Stinking liar. Three paragraphs in and you’re not buying it at all. You’re wondering what I’m up to and thinking about calling the authorities.
Put down the phone, rat fink. It’s just that last week for me was very much like that. People kept doing the reverse of what I expected them to do. Last week was Opposite Day, seven days running.
It started when the accused criminal walked into the newsroom with a note of apology. His name was Billie and he just shuffled in, handed his note of remorse to an editor and said “see that the community gets this, would you?”
And when I called to ask him why, Billie was supposed to launch into some slick attempt at reporter manipulation. He was supposed to give me the criminal version of a sales pitch, but he did not. When I asked why he was apologizing even before his case went to trial, he said: “Because I feel bad about it.”
Opposite Day. Because let me tell you, criminals don’t apologize when there is no leverage in it. They just don’t do it. Oh, you’ll hear them blubber and spew their regrets the day they are to be sentenced. They’ll stand before the judge, pluck a nose hair to elicit a tear, and go on about how they wish it had never happened. How they wish they could take it all back. A con usually delivers a decent oration on sentencing day, because he knows as soon as he’s finished, the judge is going to bring his gavel down and with it, justice.
But this Billie character, he’s just 18 years old, you know. When’s the last time you heard any 18-year-old apologize for anything? He didn’t seem to have an angle. He didn’t have a lawyer, and he was fully aware that this admission to the press was a pretty solid piece of evidence for the fuzz to use against him.

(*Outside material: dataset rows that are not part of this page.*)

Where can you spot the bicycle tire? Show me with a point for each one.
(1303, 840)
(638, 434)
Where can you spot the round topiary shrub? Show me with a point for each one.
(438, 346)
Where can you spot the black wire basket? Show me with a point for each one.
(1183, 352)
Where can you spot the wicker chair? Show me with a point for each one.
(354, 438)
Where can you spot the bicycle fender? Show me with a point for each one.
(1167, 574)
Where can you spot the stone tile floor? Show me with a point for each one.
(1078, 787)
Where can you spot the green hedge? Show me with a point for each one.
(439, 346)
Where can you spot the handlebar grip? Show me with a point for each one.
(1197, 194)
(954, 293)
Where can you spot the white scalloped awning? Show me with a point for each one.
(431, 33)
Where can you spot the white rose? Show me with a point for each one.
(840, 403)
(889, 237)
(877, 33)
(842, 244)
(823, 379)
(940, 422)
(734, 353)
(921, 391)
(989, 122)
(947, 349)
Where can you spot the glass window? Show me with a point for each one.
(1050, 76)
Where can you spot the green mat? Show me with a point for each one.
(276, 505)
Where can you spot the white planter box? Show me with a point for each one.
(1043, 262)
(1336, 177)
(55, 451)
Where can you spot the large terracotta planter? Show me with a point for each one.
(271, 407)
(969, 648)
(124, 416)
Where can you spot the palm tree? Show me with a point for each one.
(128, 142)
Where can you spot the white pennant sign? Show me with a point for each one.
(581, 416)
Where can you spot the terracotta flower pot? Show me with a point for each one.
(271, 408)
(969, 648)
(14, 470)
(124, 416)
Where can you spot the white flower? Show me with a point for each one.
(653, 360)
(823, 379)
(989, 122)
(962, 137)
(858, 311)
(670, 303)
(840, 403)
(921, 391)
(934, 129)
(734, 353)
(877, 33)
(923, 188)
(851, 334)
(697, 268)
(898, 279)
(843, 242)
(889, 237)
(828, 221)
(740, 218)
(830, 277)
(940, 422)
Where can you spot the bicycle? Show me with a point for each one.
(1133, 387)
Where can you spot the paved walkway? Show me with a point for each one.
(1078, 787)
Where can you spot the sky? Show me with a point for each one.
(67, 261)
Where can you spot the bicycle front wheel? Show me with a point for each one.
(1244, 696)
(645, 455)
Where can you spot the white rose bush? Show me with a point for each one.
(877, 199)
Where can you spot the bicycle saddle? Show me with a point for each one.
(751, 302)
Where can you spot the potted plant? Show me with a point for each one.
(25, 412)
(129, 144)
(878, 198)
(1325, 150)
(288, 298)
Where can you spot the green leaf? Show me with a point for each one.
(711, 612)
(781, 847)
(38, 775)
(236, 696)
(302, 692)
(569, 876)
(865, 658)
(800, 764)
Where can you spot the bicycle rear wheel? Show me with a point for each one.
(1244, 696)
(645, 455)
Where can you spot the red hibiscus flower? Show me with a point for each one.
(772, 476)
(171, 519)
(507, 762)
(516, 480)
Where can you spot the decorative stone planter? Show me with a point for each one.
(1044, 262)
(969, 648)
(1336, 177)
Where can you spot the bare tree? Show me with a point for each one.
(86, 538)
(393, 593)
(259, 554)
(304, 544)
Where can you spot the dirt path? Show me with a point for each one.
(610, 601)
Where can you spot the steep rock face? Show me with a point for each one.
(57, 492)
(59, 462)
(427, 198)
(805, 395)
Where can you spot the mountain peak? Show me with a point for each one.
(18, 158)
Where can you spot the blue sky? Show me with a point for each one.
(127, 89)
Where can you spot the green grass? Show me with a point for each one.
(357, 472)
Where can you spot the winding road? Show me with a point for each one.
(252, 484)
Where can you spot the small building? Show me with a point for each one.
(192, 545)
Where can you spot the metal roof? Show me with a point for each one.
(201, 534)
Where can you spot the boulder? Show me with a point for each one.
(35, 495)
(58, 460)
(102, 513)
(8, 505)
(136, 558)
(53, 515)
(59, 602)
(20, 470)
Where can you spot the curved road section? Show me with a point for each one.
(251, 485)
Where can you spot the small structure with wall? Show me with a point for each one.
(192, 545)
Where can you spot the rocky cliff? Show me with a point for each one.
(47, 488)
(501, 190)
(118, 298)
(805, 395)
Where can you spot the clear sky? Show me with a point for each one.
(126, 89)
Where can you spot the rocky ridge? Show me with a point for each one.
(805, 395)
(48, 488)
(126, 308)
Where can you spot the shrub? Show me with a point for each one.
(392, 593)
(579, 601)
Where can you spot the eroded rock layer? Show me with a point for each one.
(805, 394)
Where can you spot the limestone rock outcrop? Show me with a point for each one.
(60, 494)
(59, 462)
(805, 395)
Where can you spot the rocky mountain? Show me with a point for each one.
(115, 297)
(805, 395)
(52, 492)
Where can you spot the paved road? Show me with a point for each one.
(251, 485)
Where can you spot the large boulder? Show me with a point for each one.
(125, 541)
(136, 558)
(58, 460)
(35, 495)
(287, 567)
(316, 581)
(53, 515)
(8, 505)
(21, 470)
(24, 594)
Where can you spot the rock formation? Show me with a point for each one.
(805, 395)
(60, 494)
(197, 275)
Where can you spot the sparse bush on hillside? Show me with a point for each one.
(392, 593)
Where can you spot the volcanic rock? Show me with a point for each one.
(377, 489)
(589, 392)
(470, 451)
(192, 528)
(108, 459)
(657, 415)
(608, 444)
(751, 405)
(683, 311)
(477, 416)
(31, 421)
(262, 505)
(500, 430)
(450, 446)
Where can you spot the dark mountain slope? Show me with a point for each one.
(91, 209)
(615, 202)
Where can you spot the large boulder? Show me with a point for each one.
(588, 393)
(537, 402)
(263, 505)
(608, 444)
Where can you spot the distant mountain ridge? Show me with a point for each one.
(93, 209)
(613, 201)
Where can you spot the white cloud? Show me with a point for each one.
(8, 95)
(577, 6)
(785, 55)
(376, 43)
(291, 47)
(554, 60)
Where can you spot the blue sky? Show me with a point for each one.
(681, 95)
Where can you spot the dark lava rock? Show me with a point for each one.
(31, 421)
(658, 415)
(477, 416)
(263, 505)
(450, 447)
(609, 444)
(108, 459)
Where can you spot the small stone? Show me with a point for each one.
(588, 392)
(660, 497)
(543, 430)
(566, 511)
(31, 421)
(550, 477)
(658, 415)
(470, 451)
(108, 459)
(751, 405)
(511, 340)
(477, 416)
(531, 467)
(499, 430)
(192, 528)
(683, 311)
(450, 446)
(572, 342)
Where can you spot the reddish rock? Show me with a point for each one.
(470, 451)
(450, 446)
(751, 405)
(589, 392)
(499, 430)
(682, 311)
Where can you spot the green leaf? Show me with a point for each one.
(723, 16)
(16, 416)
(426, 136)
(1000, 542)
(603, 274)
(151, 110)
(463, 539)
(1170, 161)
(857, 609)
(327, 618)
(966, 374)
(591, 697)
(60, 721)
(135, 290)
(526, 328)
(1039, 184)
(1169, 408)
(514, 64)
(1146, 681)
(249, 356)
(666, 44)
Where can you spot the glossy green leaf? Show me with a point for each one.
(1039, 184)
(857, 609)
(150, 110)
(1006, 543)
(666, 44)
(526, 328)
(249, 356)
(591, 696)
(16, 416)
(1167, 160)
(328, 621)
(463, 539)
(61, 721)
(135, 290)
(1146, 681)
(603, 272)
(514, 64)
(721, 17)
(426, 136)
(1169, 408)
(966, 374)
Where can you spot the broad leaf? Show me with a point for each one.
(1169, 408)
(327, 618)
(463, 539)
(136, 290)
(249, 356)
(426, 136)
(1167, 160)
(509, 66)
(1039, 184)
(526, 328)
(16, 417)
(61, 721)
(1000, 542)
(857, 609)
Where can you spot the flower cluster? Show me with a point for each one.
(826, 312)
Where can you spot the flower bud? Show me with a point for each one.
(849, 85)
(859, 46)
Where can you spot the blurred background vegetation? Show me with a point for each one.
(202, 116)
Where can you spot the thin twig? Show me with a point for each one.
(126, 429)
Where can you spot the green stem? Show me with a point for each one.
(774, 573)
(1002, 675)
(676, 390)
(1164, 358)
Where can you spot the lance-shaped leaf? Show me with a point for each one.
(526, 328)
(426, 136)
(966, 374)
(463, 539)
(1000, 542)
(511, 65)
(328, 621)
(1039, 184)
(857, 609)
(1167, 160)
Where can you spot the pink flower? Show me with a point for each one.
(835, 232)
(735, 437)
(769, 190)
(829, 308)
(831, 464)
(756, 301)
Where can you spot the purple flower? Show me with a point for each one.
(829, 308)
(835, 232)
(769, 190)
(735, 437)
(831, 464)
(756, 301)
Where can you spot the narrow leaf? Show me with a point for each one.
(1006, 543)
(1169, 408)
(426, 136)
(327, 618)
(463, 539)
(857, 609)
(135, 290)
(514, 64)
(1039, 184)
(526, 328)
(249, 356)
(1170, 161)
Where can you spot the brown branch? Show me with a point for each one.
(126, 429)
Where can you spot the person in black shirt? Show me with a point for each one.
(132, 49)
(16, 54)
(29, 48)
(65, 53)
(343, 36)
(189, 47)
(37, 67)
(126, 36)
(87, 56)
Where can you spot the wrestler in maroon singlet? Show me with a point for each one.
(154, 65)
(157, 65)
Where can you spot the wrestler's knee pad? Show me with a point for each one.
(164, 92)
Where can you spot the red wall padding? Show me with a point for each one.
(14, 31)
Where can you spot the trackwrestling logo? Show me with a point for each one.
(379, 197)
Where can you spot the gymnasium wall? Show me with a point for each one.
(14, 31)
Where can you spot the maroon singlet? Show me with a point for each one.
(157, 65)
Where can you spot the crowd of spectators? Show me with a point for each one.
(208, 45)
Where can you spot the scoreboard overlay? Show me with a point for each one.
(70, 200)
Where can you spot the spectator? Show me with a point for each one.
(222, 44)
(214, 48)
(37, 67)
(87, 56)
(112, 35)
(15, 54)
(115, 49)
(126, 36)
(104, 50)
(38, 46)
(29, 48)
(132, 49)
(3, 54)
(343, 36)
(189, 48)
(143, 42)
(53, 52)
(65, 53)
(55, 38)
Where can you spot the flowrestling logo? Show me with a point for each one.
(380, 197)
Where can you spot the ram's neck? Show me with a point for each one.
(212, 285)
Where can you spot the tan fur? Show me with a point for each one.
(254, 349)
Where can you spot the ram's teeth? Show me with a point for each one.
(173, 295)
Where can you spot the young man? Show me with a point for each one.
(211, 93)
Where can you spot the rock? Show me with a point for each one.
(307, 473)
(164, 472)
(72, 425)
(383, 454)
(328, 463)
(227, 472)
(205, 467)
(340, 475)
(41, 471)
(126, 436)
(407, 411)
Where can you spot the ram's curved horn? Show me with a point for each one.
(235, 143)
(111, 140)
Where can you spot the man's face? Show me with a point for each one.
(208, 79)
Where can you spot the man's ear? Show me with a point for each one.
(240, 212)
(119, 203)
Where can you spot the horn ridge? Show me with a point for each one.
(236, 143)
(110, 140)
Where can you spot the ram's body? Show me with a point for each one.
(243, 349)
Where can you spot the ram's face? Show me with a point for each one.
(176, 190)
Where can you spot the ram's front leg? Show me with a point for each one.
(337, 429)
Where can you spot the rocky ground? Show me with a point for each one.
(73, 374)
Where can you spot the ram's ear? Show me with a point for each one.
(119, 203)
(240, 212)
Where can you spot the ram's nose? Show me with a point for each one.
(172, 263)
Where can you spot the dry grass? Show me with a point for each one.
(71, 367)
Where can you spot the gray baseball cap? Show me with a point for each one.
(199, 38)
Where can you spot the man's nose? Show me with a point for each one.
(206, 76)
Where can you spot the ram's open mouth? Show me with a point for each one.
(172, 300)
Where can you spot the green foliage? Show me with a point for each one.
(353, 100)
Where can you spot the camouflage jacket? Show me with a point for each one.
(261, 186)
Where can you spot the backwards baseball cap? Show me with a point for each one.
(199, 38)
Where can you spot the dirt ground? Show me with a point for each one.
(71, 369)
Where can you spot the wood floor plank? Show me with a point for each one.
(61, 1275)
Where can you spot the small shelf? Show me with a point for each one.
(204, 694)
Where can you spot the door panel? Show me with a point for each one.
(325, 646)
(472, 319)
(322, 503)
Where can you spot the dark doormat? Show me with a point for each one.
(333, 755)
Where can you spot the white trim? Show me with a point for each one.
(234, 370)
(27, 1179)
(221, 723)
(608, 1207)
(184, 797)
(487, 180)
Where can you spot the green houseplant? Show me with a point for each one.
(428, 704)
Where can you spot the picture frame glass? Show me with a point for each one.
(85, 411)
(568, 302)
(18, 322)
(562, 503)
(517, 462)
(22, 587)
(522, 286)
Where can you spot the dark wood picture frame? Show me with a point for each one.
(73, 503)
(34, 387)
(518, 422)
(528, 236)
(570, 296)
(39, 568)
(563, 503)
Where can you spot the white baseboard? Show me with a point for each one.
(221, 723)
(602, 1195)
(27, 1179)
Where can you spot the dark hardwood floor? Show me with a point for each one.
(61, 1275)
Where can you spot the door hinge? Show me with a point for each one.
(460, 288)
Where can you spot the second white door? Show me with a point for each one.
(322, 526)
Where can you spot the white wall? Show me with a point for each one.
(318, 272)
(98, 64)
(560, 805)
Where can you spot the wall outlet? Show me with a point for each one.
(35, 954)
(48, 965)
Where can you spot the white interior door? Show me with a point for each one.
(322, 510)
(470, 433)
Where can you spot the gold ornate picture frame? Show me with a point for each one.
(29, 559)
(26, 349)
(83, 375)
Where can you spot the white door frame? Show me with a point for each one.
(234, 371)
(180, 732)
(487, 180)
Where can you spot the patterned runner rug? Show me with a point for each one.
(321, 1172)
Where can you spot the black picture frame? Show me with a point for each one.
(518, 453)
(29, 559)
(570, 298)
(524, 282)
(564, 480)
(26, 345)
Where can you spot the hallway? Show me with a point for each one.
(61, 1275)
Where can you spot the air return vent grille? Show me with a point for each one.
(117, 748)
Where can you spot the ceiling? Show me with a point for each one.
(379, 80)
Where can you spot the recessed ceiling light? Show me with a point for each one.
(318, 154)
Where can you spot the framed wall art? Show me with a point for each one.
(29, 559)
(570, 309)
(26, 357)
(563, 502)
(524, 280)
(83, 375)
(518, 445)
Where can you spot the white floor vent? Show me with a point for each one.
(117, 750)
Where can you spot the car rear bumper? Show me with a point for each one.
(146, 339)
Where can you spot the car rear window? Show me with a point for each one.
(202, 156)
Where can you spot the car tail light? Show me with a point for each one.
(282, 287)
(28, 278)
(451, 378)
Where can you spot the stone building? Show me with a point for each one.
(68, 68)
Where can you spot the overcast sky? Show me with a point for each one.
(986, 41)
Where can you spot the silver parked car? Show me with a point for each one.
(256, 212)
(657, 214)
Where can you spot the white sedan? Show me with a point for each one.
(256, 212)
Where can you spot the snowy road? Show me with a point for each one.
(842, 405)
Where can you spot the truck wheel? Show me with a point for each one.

Guts. Because this was a guy who had become a pariah overnight. This was a dog in a room full of cats. He had vandalized a cemetery, and it’s really no exaggeration to say that an entire community had come to despise him. Better to hide. Buy some of those toy eyeglasses that come with a fake nose and fuzzy mustache and try to go incognito. I would wager everything in my wallet that 99 out of 100 accused criminals would do just that.
But no. In a bold celebration of Opposite Day, this admitted vandal came forward and said his piece. He did so knowing he would likely be ripped to shreds by the mandibles of public opinion once his letter hit the streets.
And that’s what would have happened, if that week hadn’t gotten all soft in the head the way it did. Any other time, the Kangaroo Court of the Twin Cities would have brought him down. Bloggers would have lynched him in the online gallows, some using ALL CAPITAL LETTERS to emphasize their position.
Facebookers would have declared him a fiend, creating special groups in which to condemn him and pressing the “like” button every time someone else did the same.
If it had been simply Ordinary Day, the confessed desecrater of hallowed ground would have been torn a new one, in the parlance of the vulgar, in coffee shops and bars, corner stores and office break rooms all across the county and into the next one.
Instead, the inhabitants of our local world seemed impressed. Nay, they seemed moved.
The kid’s fifth-grade teacher called me, did I tell you that? Six or seven years since she had him as a student, and this lady still thought about him from time to time. She was sad when she’d heard what he had done to the cemetery. She was proud when she heard that he had stepped up.
Brother Doug came to see me, did I tell you that? Bro Doug Taylor himself, in a spiffy new hat, came in to talk because he was ecstatic about what had happened. He was thrilled by the confession and hopeful that the boy could be saved.
The following day, the repentant hooligan stood before Brother Doug’s congregation of children and told them his tale of sin and woe.
“You could of heard a pin drop in the room as Billie spoke to the kids,” Brother Doug told me later. “He seemed thankful for the opportunity to share his story and encourage the kids to hang with a good crowd and to not make unnecessary mistakes that will affect their futures.”
And so we all spent some time talking about the power of forgiveness and a soul who is brave enough to ask for it. And every day of that week, I constantly scanned the rooftops around me because I was convinced this was all some Lifetime movie being surreptitiously filmed. All that sincerity, compassion and grace? Here, in the hot froth of downtown Lewiston?
Only on Opposite Day, the rarest of them all.
So, I go into this new week warily and with a restocked supply of cynicism. Getting a sincere apology from a man who has done a terrible thing is rare enough. Seeing him make a genuine turn for the better is rarer still.
If you don’t mind too much, I’ll just take a wait-and-see approach to this one.